Clear Image QueueEmpties the pending image queue. Destructive.

Operational notes

  • Connectivity checks use a short timeout and a custom user agent and cache their result for about one minute to avoid hammering the upstream services. They do not all use the same HTTP method: the AutoScout24 check issues a HEAD request, while the plugin REST self-check and the Market Hub health probe use GET (the Market Hub probe targets a /v1/health endpoint).
  • The Download Diagnostics button in the top action bar produces a diagnostics bundle (a ZIP where supported, otherwise a JSON file) for attaching to a support request.
  • The token expiry tooltip uses the WordPress site time zone for display, but the cached value is stored as a UNIX timestamp.
  • The REST API check intentionally uses an invalid token — a healthy installation responds with HTTP 403. HTTP 404 indicates the endpoint is not reachable (typically a permalinks or rewrite issue).
  • If DISABLE_WP_CRON is active, scheduled tasks will not run unless the host is configured to call wp-cron.php on its own.
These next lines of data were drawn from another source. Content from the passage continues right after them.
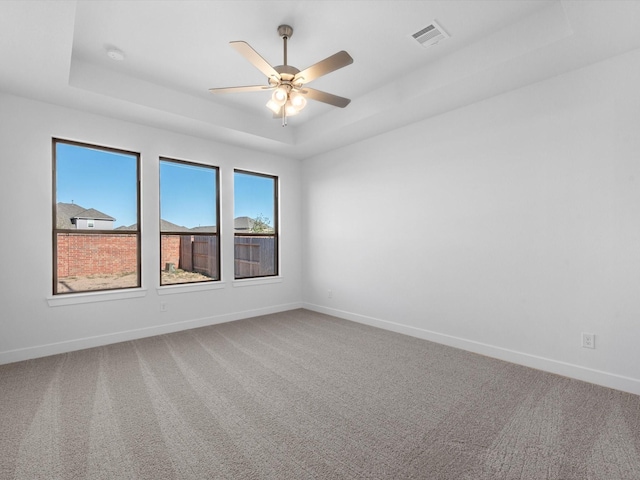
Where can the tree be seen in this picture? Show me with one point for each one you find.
(261, 224)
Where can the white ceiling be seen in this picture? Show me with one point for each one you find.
(176, 50)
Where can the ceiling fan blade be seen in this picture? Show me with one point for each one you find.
(249, 88)
(325, 97)
(328, 65)
(244, 49)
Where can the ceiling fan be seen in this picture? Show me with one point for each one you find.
(290, 92)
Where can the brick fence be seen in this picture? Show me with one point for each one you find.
(90, 254)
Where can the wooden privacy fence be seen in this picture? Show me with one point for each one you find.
(254, 256)
(199, 253)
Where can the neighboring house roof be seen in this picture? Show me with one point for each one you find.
(95, 214)
(65, 212)
(204, 229)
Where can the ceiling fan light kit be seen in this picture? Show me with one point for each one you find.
(290, 94)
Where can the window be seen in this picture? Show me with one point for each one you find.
(96, 218)
(189, 247)
(256, 225)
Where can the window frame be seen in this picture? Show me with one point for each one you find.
(276, 228)
(193, 234)
(93, 231)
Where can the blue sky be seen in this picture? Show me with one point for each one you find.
(106, 181)
(97, 179)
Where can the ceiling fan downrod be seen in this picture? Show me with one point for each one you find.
(285, 31)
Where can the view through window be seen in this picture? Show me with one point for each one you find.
(96, 227)
(189, 234)
(256, 225)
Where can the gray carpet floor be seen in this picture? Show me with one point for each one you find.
(301, 395)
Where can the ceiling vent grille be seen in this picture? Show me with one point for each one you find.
(430, 35)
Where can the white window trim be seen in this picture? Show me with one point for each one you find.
(92, 297)
(190, 287)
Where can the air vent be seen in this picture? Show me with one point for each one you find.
(430, 35)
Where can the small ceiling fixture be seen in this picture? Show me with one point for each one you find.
(115, 54)
(430, 35)
(290, 95)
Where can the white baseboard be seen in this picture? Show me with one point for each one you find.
(598, 377)
(18, 355)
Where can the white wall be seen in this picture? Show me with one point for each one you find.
(507, 227)
(29, 327)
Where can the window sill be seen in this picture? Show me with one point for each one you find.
(249, 282)
(189, 287)
(92, 297)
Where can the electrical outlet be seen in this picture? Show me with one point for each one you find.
(588, 340)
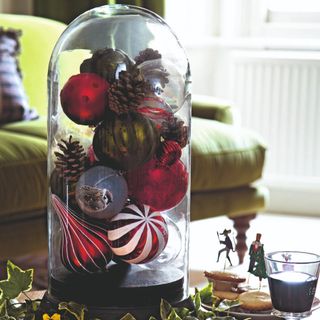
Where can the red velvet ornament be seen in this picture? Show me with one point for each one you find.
(83, 98)
(84, 246)
(138, 234)
(161, 187)
(169, 152)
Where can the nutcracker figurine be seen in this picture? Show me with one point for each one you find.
(256, 252)
(228, 244)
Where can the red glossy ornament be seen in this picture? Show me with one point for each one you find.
(84, 246)
(161, 187)
(83, 98)
(138, 234)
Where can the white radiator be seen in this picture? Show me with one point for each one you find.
(278, 94)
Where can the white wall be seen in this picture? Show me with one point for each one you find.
(16, 6)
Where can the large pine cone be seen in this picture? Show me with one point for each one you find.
(71, 159)
(126, 93)
(175, 130)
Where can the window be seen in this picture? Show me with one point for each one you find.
(291, 18)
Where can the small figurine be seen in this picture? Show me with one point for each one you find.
(228, 244)
(257, 265)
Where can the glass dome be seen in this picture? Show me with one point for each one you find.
(119, 161)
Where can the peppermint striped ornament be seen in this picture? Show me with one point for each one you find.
(138, 234)
(84, 246)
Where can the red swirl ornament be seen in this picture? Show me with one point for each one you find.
(138, 234)
(84, 246)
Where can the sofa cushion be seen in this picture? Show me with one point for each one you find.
(23, 162)
(37, 128)
(235, 202)
(224, 156)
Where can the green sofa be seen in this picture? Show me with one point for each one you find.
(226, 159)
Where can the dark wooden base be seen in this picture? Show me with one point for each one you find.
(241, 225)
(49, 304)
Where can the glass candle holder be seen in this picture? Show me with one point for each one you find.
(292, 277)
(119, 162)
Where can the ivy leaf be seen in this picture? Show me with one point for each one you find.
(206, 293)
(128, 316)
(182, 312)
(165, 309)
(197, 301)
(76, 309)
(173, 315)
(225, 305)
(17, 281)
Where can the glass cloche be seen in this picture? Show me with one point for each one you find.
(119, 163)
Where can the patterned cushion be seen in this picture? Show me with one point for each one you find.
(13, 102)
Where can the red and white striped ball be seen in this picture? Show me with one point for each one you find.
(138, 234)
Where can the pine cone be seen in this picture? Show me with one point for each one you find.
(70, 160)
(127, 92)
(147, 54)
(107, 63)
(175, 129)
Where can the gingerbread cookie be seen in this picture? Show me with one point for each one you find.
(255, 301)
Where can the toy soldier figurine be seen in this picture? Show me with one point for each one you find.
(257, 266)
(228, 244)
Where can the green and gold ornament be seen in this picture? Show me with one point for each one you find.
(135, 153)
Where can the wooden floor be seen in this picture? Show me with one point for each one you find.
(278, 231)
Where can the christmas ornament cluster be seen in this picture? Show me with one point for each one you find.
(110, 197)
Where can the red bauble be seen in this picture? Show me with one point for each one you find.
(138, 234)
(83, 98)
(84, 246)
(161, 187)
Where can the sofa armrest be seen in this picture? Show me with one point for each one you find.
(208, 107)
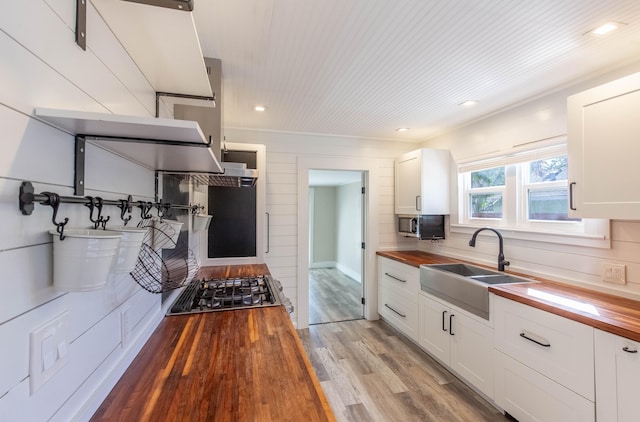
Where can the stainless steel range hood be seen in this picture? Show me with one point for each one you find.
(186, 5)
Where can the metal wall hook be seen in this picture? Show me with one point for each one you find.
(101, 221)
(53, 199)
(125, 206)
(96, 203)
(145, 208)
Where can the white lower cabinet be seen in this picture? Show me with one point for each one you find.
(461, 341)
(617, 377)
(398, 287)
(543, 364)
(528, 395)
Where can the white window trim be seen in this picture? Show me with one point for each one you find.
(595, 234)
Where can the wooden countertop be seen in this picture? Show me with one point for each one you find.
(236, 365)
(606, 312)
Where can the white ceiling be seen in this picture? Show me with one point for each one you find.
(367, 67)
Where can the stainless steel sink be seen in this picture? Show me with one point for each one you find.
(463, 285)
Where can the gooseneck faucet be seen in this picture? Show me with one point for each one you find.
(501, 262)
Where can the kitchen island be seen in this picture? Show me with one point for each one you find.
(236, 365)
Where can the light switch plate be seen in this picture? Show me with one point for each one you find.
(49, 350)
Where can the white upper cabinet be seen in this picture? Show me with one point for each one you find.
(603, 130)
(422, 182)
(163, 42)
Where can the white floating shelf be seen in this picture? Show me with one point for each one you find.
(155, 143)
(163, 42)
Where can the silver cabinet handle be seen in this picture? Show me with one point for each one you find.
(571, 207)
(402, 315)
(525, 336)
(443, 327)
(268, 232)
(395, 278)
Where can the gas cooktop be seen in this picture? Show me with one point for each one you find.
(225, 294)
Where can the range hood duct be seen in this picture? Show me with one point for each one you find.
(185, 5)
(210, 121)
(235, 175)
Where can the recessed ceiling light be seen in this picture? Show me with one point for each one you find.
(606, 28)
(469, 103)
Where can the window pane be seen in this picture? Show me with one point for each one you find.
(549, 204)
(486, 205)
(487, 178)
(548, 170)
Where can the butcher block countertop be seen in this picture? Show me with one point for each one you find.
(235, 365)
(606, 312)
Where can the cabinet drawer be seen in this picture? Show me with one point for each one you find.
(399, 311)
(556, 347)
(399, 276)
(530, 396)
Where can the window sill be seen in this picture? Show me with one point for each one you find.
(602, 240)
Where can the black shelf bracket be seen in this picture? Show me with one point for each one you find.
(78, 178)
(81, 23)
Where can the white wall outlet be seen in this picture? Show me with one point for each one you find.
(49, 351)
(614, 273)
(125, 327)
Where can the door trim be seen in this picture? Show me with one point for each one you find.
(370, 169)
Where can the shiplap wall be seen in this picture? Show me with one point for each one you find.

Imports and image processing will appear stuck without it.
  • The image-queue warn badge appears when the queue size exceeds the plugin's internal threshold (currently 1,000 pending items).
  • Free disk space is reported as best-effort. Some hosts hide this; in that case the badge shows Unable to determine.

Troubleshooting

  • A data source shows bad. Open that source's card on the Connections page to see the source-specific diagnostics. For AutoScout24, the Base URL may be missing or malformed, or the upstream may be down — the AutoScout24 card shows the endpoint, reachability and token detail.
  • AutoScout24 has no token / the token expired. Save valid Client ID and Secret for AutoScout24 on the Connections page (the AutoScout24 card shows the token status), then run Test Connection on Tools.
  • REST API Status reports the endpoint was not found (HTTP 404). Pretty permalinks are off, or another plugin is overriding REST routing. Re-save permalinks under Settings → Permalinks.
  • REST API row says "Not checked — no cron token configured." Open Import And Limits and generate a cron token.
  • Background tasks have a stale "Next Run". WordPress cron is disabled or no traffic is hitting the site. Use the Run Import Now button to confirm the task itself runs, then schedule a server-side trigger.
  • memory_limit flagged bad. Increase memory_limit in php.ini or wp-config.php (define('WP_MEMORY_LIMIT', '256M');) — required for large imports.
  • Image queue keeps growing. Click Run Image Queue Now to process a batch. If the count keeps rising, reduce the number of imported images per vehicle in Import And Limits or increase the worker run frequency there.
  • Log file flagged bad or No log file yet. Confirm the log directory is writable. Verify in the current plugin version before publishing.